[ntp:questions] What to do for clients less than 4.2.8?

Rob nomail at example.com
Mon Dec 22 10:32:00 UTC 2014


Martin Burnicki <martin.burnicki at meinberg.de> wrote:
> Rob schrieb:
>> David Woolley <david at ex.djwhome.demon.invalid> wrote:
>>> On 21/12/14 10:48, Rob wrote:
>>>> People say "disable crypto" but there is no clear direction in the docs
>>>> on how to do that.  There is no "crypto off" or "disable crypto" config
>>>> directive at first glance.  So how is this done?
>>>
>>> I would assume by not enabling it.
>>
>> Ok, but in that case why the worry about the "millions of vulnerable
>> servers" on the internet, I think most users who just want to get and
>> serve time don't spend the week of time needed to get the crypto working
>> and to coordinate with other servers doing the same.
>
> I think this is because they just didn't understand in which cases these 
> vulnerabilities can be exploited.
>
> And of course, the information flow was really bad here, so that it is 
> very hard to figure out which systems are affected.

Indeed.  Only after 3 days there was a statement on the pool mailing list
that the problem only affected servers that can be queried.  Well, that
had better be stated in the original release, so that 99.9% of the users
of ntpd could immediately move it to "not for me" and not be worried.

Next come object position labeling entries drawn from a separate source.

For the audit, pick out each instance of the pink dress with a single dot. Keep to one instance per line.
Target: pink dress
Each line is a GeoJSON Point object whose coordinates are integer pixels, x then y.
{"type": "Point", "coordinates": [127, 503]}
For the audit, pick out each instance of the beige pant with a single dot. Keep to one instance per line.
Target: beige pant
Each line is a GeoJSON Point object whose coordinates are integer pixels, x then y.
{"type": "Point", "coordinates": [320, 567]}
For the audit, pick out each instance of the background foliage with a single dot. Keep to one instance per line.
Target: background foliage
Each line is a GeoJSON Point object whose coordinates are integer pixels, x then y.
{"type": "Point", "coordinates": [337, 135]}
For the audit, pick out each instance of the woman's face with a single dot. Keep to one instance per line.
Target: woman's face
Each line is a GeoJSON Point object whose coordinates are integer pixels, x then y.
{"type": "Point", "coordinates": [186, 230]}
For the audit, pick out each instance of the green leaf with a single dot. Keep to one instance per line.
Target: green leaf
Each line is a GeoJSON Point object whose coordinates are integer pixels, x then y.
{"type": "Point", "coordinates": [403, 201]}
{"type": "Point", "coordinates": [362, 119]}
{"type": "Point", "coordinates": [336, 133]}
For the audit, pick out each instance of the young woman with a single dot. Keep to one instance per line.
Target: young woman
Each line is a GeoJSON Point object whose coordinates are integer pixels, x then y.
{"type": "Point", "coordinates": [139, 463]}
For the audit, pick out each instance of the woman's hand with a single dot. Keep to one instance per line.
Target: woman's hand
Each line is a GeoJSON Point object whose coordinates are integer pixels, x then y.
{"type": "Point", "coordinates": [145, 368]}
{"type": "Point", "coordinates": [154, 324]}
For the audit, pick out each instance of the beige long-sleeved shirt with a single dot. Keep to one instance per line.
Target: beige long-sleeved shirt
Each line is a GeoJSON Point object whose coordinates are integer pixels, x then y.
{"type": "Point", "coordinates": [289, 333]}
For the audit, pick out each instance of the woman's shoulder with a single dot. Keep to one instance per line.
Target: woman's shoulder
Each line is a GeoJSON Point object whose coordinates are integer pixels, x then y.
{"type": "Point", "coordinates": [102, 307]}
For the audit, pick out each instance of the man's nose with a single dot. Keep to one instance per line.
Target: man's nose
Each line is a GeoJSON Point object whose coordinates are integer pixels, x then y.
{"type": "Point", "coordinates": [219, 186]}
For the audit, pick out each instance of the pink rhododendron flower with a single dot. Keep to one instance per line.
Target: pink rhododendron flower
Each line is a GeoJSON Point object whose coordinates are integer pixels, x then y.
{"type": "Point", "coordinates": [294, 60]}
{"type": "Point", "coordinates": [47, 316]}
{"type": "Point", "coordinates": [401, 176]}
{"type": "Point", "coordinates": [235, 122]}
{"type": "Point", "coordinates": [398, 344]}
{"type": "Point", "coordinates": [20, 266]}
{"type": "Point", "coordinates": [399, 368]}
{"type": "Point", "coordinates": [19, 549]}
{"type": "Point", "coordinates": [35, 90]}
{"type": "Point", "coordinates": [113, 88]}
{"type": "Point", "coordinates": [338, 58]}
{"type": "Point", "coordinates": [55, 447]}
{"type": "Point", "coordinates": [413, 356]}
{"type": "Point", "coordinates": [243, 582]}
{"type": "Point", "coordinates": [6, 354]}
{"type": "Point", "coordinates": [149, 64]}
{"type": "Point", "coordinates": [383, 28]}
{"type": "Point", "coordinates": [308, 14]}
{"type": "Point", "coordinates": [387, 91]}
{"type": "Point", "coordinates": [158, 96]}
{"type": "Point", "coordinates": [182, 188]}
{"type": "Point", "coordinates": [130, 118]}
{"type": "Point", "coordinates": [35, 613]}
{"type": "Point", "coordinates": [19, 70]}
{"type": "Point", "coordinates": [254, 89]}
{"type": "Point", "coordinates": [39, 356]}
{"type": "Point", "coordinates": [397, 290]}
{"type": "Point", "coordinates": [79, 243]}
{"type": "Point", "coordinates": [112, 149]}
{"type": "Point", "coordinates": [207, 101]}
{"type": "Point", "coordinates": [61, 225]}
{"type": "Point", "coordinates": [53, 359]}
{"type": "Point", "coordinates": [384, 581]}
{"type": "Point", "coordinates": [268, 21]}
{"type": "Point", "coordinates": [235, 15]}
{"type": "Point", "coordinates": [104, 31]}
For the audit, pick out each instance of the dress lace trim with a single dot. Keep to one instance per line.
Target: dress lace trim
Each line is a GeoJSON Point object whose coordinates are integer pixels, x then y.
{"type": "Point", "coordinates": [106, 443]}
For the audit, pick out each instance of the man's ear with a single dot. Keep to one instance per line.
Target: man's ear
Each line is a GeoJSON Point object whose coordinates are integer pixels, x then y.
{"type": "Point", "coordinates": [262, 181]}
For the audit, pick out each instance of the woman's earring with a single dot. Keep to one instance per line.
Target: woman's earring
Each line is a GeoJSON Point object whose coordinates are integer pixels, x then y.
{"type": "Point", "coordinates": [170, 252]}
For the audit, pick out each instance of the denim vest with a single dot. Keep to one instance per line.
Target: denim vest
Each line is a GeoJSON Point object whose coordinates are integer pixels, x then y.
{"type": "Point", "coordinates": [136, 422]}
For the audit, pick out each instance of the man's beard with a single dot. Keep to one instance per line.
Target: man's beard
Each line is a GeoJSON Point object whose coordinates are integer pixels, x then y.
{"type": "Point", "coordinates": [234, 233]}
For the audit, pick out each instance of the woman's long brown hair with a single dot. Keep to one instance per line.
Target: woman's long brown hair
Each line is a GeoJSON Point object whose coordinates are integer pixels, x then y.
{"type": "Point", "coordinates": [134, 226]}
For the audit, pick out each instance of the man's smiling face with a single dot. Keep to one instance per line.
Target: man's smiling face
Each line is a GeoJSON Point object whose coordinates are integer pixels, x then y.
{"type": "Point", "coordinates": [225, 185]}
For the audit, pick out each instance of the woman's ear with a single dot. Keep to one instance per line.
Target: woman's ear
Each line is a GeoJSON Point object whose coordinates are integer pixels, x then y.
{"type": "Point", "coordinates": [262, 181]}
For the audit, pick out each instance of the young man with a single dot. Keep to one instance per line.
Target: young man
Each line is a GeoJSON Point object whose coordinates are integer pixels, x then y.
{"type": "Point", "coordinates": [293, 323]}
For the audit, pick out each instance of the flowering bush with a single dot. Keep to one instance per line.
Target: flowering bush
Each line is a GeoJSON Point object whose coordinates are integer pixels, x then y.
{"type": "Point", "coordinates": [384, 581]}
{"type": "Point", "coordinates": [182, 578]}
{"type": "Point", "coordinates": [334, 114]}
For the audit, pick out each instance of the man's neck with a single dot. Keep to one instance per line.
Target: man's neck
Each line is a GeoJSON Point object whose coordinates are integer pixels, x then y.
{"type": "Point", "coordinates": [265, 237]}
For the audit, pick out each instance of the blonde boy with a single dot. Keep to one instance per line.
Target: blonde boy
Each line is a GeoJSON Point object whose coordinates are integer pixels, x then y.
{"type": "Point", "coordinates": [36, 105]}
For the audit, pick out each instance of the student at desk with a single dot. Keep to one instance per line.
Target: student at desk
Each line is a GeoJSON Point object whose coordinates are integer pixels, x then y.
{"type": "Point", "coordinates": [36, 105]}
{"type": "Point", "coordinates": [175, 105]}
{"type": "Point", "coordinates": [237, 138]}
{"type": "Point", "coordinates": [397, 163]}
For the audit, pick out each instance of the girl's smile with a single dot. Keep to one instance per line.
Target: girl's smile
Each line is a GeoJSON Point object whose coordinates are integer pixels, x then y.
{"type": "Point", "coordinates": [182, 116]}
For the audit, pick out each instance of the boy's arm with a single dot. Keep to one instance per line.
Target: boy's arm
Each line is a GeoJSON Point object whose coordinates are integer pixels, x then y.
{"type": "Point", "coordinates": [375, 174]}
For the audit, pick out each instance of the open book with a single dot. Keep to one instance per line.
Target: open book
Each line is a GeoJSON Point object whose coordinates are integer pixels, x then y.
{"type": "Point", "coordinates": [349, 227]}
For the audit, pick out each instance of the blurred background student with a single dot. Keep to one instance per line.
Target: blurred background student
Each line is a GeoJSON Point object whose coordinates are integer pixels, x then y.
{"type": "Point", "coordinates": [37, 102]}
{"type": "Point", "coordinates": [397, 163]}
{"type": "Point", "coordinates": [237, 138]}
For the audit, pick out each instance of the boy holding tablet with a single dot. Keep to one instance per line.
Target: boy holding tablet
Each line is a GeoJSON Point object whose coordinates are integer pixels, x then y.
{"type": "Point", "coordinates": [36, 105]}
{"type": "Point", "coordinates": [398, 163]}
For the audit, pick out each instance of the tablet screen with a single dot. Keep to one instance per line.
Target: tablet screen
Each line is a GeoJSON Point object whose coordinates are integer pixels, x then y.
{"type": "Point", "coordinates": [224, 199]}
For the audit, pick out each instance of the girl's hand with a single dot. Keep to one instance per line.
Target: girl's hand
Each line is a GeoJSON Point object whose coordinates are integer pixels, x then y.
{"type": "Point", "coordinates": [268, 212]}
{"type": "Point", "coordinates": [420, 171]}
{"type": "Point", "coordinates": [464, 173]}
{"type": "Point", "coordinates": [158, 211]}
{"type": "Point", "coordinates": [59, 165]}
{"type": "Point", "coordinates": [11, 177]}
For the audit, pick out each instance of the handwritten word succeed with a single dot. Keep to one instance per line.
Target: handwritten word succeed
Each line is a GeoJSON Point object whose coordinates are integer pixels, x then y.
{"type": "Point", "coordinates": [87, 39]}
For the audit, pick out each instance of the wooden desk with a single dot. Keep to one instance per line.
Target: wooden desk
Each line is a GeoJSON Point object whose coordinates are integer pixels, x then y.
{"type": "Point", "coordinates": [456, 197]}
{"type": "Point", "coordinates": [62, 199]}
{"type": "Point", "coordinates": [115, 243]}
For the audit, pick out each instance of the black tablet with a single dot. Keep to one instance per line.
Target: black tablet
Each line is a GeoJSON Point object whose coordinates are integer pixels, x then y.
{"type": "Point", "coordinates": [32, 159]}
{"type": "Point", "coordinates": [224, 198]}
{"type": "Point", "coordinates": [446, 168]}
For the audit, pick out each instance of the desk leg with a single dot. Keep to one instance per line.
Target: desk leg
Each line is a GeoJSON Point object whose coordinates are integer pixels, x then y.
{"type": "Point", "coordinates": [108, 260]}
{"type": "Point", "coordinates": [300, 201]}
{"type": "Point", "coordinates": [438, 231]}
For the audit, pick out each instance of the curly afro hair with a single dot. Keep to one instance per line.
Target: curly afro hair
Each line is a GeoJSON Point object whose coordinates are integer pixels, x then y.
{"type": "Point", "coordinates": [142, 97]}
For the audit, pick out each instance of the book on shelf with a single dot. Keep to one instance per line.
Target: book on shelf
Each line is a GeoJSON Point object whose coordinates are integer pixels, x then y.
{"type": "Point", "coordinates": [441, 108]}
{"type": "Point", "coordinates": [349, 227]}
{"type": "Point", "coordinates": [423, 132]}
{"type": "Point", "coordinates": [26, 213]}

>> So for now I presume it is on by default...  also because of what I saw
>> in the OpenSUSE example config.  (or would the "keys" config directive
>> be the magic enable crypto directive?)
>
> Unfortunately openSUSE has (symmetric keys) crypto enabled to be able to 
> change ntpd's configuration at runtime via ntpq and/or ntpdc commands. 
> E.g. if the dhcp client receives a DHCP option with the IP of an an NTP 
> server it configures ntpd dynamically to use this server.

Ok, I always immediately cut out such behaviour after installing a system.
I don't want DHCP to modify my NTP settings, or to restart ntpd.
(of course the neat thing about the above solution is that it is not
required to restart ntpd.  in Debian, for example, ntpd is restarted when
a DHCP lease with changed ntp option is received)

I was amazed to see that when updating ntpd from the OpenSUSE update,
the last part of ntp.conf which I commented-out was appended again by
the update script.  So I removed it again.